Please remember, we are not able to give medical or legal advice. If you have medical concerns, please consult your doctor. All posted comments are the views and opinions of the poster only.

You're doing what so many would find very hard to do, including the armchair critic who said that you need to put on big girl panties.

- Marcy

You are an amazing individual, Abby.

Thank you for the excruciatingly honest comments. It applies to so many other lives, marriages and challenges. I'm inspired by what you've shared to try to be better tomorrow.

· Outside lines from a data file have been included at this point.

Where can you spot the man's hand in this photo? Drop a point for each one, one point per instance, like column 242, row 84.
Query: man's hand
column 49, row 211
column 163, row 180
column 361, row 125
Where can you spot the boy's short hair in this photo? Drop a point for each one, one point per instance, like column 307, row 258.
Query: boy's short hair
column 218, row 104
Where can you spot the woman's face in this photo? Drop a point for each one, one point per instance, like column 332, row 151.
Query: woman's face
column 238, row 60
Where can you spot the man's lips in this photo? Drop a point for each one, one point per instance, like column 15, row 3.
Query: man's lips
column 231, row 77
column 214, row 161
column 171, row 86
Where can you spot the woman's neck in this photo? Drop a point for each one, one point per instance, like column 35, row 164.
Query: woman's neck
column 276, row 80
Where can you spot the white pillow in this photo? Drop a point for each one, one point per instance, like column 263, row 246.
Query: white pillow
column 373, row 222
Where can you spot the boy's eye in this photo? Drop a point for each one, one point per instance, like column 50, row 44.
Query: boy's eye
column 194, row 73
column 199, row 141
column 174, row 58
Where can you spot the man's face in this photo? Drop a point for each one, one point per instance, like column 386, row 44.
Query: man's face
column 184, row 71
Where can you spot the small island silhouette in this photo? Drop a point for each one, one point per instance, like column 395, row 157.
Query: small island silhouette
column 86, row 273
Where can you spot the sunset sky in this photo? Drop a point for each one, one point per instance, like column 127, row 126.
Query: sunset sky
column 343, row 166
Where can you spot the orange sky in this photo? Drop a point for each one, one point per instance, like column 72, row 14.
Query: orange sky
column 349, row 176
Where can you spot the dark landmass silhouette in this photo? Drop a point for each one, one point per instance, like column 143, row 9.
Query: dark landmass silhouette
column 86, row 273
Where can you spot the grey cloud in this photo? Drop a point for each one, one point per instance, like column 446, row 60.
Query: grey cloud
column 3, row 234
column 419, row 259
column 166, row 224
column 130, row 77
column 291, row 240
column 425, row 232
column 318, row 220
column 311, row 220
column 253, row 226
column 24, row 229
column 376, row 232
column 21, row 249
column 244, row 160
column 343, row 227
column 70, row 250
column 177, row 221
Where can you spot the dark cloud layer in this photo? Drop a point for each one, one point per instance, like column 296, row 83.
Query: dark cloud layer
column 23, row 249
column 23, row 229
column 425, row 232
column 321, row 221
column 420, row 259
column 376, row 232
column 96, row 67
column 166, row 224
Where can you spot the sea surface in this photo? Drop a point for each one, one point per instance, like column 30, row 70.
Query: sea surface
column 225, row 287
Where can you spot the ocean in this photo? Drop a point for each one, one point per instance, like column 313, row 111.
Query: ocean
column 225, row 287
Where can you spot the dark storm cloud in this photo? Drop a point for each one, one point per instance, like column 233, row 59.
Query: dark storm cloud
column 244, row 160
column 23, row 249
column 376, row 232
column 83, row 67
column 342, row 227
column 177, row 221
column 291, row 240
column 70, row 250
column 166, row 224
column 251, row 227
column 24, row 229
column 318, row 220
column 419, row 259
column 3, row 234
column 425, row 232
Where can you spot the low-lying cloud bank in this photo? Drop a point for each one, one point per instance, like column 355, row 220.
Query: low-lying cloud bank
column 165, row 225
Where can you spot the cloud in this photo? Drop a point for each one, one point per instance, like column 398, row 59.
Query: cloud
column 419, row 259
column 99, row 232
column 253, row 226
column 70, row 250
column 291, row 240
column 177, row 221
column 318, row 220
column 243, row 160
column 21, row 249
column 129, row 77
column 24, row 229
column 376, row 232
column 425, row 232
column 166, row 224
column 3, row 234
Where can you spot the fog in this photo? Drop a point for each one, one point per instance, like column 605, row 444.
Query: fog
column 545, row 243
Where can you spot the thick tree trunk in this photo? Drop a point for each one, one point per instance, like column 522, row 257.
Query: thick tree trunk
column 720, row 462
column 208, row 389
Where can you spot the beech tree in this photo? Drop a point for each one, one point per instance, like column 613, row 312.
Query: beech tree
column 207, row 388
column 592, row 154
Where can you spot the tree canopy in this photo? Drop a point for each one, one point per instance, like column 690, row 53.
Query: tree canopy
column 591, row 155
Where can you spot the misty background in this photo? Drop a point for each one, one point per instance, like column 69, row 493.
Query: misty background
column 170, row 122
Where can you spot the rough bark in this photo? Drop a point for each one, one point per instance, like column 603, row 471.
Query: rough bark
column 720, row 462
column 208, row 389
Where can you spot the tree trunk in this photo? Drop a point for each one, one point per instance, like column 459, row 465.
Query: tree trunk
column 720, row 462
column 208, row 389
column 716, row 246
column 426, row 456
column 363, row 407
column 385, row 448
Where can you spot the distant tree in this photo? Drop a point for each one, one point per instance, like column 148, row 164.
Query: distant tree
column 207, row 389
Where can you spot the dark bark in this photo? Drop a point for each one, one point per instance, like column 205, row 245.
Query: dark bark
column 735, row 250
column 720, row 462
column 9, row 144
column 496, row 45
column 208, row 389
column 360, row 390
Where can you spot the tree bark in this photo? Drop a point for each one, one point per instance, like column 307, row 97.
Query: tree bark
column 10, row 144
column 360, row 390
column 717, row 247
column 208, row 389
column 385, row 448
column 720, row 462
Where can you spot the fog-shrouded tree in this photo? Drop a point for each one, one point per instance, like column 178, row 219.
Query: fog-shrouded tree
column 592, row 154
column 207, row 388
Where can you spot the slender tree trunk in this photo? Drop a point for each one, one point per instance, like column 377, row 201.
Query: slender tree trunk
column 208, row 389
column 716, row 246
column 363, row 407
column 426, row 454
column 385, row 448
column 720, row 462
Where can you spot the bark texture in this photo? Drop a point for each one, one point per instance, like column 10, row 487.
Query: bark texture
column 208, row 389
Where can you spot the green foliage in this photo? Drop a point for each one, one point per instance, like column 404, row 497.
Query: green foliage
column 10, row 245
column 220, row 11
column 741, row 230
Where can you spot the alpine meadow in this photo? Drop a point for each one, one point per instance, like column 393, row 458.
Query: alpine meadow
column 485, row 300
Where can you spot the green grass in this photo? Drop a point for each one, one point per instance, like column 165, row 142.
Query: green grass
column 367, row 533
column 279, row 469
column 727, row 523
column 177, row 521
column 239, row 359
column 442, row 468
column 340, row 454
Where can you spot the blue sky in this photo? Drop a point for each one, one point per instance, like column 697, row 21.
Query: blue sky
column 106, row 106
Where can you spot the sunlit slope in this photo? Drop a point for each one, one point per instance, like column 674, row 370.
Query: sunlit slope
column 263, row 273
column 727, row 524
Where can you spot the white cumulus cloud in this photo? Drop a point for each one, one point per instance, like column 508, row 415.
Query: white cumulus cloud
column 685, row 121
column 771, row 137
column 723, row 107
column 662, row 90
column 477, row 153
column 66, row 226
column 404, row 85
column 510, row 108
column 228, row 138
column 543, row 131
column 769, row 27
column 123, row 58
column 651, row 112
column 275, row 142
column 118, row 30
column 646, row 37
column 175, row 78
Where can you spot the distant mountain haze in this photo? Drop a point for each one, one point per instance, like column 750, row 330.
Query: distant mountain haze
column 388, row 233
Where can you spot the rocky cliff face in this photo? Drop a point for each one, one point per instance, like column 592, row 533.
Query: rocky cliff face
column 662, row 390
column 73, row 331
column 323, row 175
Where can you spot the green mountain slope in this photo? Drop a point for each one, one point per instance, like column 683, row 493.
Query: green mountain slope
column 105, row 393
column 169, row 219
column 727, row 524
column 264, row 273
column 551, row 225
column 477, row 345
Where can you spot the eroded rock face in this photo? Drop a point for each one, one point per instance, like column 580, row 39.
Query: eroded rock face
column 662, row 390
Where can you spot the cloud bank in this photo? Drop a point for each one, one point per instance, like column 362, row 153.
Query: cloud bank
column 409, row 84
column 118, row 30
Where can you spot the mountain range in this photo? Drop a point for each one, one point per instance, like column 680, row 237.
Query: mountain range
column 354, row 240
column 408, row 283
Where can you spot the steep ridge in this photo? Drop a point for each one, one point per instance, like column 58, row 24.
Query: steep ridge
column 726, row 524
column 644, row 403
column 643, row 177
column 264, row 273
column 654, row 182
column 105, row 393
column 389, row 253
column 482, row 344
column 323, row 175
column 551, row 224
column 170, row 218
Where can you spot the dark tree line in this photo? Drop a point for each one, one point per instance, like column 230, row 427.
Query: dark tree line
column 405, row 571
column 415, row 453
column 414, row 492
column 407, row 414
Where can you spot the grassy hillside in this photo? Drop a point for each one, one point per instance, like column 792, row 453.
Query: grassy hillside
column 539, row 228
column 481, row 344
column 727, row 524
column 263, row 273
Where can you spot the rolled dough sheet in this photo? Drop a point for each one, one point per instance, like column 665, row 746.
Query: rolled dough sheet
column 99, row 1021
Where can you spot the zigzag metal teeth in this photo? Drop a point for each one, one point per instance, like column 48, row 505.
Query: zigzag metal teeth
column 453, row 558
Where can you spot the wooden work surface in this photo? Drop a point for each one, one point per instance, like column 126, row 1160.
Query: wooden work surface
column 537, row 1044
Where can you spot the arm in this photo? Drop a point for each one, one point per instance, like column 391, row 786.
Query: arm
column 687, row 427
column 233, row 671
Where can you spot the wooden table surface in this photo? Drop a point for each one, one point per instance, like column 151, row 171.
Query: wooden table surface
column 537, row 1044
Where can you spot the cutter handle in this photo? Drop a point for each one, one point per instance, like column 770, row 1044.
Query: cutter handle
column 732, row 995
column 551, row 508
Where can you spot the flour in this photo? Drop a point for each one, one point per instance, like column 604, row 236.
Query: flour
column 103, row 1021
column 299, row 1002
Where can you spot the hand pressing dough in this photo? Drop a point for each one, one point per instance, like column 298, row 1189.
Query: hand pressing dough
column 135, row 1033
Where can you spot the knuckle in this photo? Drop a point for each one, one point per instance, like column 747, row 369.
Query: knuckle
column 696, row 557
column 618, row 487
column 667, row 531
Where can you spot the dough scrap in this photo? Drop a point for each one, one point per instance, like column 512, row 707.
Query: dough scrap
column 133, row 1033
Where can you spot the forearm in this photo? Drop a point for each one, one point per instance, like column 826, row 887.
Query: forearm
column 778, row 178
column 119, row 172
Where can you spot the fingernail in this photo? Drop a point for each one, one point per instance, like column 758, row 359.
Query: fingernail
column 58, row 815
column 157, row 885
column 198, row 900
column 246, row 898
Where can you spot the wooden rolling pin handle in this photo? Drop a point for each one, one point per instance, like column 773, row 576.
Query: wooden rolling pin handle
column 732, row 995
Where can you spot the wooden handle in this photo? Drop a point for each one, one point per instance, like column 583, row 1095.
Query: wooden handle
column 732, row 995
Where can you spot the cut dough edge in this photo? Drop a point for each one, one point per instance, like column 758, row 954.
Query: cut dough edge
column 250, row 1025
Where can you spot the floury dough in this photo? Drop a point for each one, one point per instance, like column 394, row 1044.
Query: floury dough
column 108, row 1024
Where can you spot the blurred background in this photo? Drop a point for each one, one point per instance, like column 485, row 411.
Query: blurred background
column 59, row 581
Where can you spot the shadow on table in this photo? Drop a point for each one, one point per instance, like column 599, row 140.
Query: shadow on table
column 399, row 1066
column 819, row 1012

I am the mother of a TBI survivor. I agree with everything that you said. I see every day the struggles that my daughter-in- law is facing.. I blogged about it daily On Facebook in the early days, but am now reluctant to write about our son's ongoing  recovery . People expect him to be the person that he was before. I know that that person is gone forever. Answering questions about his progress is difficult because his recovery has slowed. I want to help, but am afraid to push too hard. 

Linda Richmond Hill

Thank you for writing!

Excellent, hard-won advice! Thank you for sharing!